Весь полет через кусок Германии, через невысокий, но грозный горный перевал, занимает не больше тридцати пяти — сорока минут. Летим без приключений, никаких зениток, ни «Мессеров», и небо действительно чистое. Даже как-то не верится, непривычно.

Вот и «Злата Прага», как ее называют сами чехи. Она действительно «злата». По-весеннему яркое солнце заливает ее, отражаясь мириадами золотистых бликов, в лужах, на улицах, на мокрых крышах — ночью прошел дождь. Только где-то, действительно на южной стороне, вздымаются к небу, так знакомые на войне, багрово-алые сполохи пожарищ, да большими, черными зонтиками отрываются от земли и плывут в небе разрывы снарядов.

Быстро определяю местонахождение аэродрома. Облет, второй: на летном поле появляются люди в гражданском, машут руками, шапками — вроде приглашают на посадку. Двое выкладывают посадочное «Т».

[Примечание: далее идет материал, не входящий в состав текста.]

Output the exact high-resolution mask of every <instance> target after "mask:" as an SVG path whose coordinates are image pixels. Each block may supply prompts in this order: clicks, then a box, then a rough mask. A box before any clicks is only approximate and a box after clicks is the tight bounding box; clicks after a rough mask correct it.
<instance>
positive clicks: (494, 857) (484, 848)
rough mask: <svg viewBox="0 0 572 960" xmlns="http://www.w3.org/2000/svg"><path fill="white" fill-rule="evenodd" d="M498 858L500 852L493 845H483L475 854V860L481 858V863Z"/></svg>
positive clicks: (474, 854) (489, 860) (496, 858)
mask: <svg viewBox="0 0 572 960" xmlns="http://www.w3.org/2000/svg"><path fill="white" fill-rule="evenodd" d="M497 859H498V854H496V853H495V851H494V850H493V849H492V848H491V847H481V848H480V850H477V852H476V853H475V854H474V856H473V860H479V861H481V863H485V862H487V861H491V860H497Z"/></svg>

— Михаил! Михаил! — вызываю я истребителя. Что делать? Я сажусь.

Даю разворот. И в этот момент залп пушек. Зеленоватые цепочки снарядов прошивают воздух перед носом машины. Жму на ручку управления, ухожу в сторону и вверх. Жду продолжения обстрела. Но его нет. Небо чистое.

Осматриваюсь. У аэродрома зениток нет. Стреляли откуда-то сбоку, издалека. А люди на аэродроме бегают, машут руками, приглашают.

— Миша, сажусь! Чуть чего выручай!

И сразу в наушниках истошный крик Токаренко.

— Не садись, самоубийца! Не садись! Там обман! Немцы там! — надрывается он.

Позднее Токаренко, признаваясь, скажет: «А ведь тогда, Толя, мне перед вылетом, было приказано, в случае чего, если ты попадешь в западню, самолет захватят немцы, уничтожить самолет, немцев и тебя.

— Приказ страшный, — вздохнул он. — Едва ли я бы его выполнил».

— За невыполнение боевого приказа — расстрел, — заметил тогда я.

— Ну, это уже потом, — пожал плечами Токаренко.